Voer met maximaal 47 tekens de naam van de NetWare printserver in. Als u de interfacekaart als een printserver gebruikt, voert u de naam in van een printserver die niet in gebruik is in de fileserver. Als u echter de naam wijzigt en niet de standaardnaam van de interfacekaart opgeeft, kunt u de nieuwe naam niet met "RNP" of "rnp" laten beginnen.
Selecteer of de bestandsserver of de NDS-structuur moet worden opgegeven wanneer wordt ingelogd met behulp van NetWare.
Sluit aan op de bestandsserver die in het vak Bestandsserver-naam is opgegeven.
Sluit aan op de server binnen de NDS-structuur die is opgegeven in het vak NDS-structuur.
Voer met maximaal 47 tekens de op te vragen Bestandsserver-naam in. U moet deze gegevens invoeren.
Voer met behulp van 32 tekens de naam in van de NDS-structuur waarbij u zich wilt aanmelden wanneer gebruik wordt gemaakt van de NDS-modus.
Voer de context van de printserver in wanneer u NDS-modus gebruikt. U kunt maximaal 127 tekens invoeren.
Objectnamen moeten vanuit een lager niveau worden ingevoerd en worden gescheiden door een punt. Als u bijvoorbeeld de fileserver onder DS in NETWERK wilt creëren, moet u "NETWERK.DS" invoeren.
Bepaal of u de interfacekaart wilt gebruiken als een printserver of als een externe printer.
Voer het printernummer in.

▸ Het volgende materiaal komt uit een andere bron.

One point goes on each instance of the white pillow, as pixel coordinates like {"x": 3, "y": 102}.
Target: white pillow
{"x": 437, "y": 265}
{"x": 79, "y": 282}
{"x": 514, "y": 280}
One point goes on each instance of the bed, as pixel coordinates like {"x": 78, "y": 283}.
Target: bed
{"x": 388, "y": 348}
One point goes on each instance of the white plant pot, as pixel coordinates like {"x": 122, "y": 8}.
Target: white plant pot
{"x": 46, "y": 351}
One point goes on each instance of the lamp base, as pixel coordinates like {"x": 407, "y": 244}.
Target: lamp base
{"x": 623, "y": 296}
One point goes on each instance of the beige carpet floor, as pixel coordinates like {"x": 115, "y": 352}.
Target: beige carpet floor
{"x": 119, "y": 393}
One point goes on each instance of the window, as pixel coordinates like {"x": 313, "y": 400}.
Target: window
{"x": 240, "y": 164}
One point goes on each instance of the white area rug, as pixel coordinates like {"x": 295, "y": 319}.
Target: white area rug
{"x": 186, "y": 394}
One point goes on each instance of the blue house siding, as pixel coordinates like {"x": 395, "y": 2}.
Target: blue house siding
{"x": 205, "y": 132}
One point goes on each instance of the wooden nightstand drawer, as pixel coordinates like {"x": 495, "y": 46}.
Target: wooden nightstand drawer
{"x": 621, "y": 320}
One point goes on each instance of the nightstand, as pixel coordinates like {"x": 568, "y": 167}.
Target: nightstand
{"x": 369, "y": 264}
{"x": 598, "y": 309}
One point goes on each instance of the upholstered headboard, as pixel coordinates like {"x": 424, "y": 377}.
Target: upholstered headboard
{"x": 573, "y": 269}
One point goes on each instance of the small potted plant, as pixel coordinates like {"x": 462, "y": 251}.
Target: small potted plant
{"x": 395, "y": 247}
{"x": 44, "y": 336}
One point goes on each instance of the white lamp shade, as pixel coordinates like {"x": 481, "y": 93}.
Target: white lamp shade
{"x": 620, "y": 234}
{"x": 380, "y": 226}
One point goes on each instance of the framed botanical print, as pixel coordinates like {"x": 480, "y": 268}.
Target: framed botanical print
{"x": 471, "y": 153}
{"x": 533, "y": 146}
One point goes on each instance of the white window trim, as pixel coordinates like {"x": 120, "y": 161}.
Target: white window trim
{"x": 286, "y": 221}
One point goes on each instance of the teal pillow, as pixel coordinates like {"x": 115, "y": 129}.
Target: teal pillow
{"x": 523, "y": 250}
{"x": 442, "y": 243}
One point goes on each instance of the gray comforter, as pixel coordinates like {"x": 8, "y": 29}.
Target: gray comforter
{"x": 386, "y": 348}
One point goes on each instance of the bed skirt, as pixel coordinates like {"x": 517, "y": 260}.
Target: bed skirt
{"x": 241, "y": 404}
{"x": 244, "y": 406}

Gebruik hetzelfde nummer als voor de printer die op de printserver moet worden aangemaakt. Het invoerbereik is van 0 t/m 254.
Na het afdrukken wacht de printer enige tijd, omdat een printer die als externe printer voor de NetWare-omgeving optreedt het einde van de taak niet kan herkennen. Als deze tijd verstrijkt zonder dat aanvullende afdrukgegevens worden ontvangen, beschouwt de printer de taak als voltooid. De ingestelde tijd wordt hier weergegeven. De tijd wordt in seconden gemeten. Het bereik is van 3 t/m 255 seconden. De standaardwaarde is 15.
Selecteer in de lijst het frametype dat moet worden gebruikt. Met Automatisch selecteren wordt het frametype geselecteerd dat bij het opstarten wordt aangetroffen. Daarom kan het vereiste frametype niet worden ingesteld wanneer meerdere frametypes kunnen worden geselecteerd. Wanneer dat het geval is, selecteert u het frametype hier.
Selecteer in de lijst het protocol dat bij NetWare wordt gebruikt.
Selecteer het protocol voor NCP bezorging.
Geeft prioriteit aan IPX. Als IPX niet beschikbaar is, wordt IPv4 gebruikt.
Geeft prioriteit aan IPv4. Als IPv4 niet beschikbaar is, wordt IPX gebruikt.
Alleen IPX wordt gebruikt.
Alleen IPv4 wordt gebruikt.
Opmerking
Klik hier om de momenteel weergegeven informatie bij te werken.
Opmerking
Klik hier om de instellingen door te voeren.
Klik hier om de instellingen te annuleren.